Transferin açılması Büyükşehir Belediye Başkanı Ekrem Yüce’nin kendi ağzından dinlemiş, ümitlenmiş ve bu anlayışla gitmiştim, bu sezon ilk kez görücüye çıkan Sakaryaspor’u izlemek için stada…
İlk dört haftayı seyircisiz, stressiz ve rahat oynayacağı düşüncesiyle izledim Sakaryaspor’u ilk 45 dakikada…
Oyun ve tempo beni hayli sıktı, başlangıçtaki düşünceleri bırakıp basın tribününe, tuttum şehrin yolunu ikinci yarı oynanırken…
Futbol hayatım boyunca ilimizde, ülkemizde ve Avrupa’da pek çok maç izledim…

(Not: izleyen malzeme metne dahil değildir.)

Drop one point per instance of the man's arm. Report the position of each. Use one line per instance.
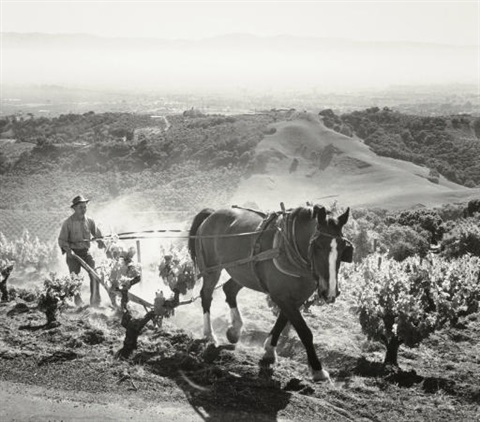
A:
(63, 239)
(96, 232)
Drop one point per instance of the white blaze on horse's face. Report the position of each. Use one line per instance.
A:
(332, 271)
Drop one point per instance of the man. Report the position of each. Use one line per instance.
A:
(75, 235)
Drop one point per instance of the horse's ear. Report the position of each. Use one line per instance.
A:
(320, 213)
(342, 220)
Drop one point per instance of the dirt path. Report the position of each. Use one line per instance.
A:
(21, 402)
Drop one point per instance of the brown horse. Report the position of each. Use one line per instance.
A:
(287, 256)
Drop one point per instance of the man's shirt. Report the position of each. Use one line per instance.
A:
(74, 232)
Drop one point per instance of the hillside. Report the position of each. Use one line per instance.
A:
(337, 167)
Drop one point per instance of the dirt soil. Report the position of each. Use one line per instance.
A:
(70, 372)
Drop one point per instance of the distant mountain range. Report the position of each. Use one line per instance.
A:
(303, 160)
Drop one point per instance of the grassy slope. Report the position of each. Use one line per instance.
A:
(355, 176)
(448, 363)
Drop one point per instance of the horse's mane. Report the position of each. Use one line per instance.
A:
(307, 213)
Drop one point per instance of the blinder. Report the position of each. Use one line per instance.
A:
(347, 254)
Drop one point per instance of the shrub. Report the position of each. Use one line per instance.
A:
(462, 239)
(56, 291)
(403, 303)
(403, 242)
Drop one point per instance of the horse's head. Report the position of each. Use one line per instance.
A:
(327, 249)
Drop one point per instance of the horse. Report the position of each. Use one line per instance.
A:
(287, 255)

Bugüne kadar, şehrimizde oynanan bazı maçları ilk yarı sonunda terk ettiğim olmuştur…
Aylar, yıllar sonra aynı olay bu defa seyircisiz izlediğim bir lig maçı olarak geçen Pazar günü başıma geldi…
Sakaryaspor’un 2-3 kaybettiği maçın ikinci yarısını seyretme işkencesine katlanmadan stattan ayrıldım…
Sonra duydum ki 1-1 iken “kazanılabilir” diye baktığım maçı kaybetmişiz…
Hemen aklıma, geçen seneki lig başlangıcı geldi…
Ama o takımla bu kadro arasında dağlar kadar fark vardı sanki…
Sakaryaspor’u geçen yıl ayakta tutan başarılı defans yerinde duruyor ancak istenilen formu yakalamış değil…
Orta sahası evlere şenlik, hücumda İsmail Berk’in yokluğu adeta sırıtıyor…
Buna rağmen “kazanılır” diye düşündüğüm ilk sınavdan geçer not alamadı takım…
Bu kadro ile yola devam etmek sanırım intihar etmek gibi bir şey diye düşünürken gelen bir dizi transfer haberi, geleceğe yeniden ümitle bakmak adına iyi sinyaller verdi diyebiliriz…
Alınan Bekir Ertegun dışında hiçbir futbolcuyu tanımıyorum…
Son sözü birkaç hafta sonraya bırakıp, izlemekten gayri şu aşamada yapacak fazla bir şey yok…
İsterim talihsizlikler bununla ve burada kalsın…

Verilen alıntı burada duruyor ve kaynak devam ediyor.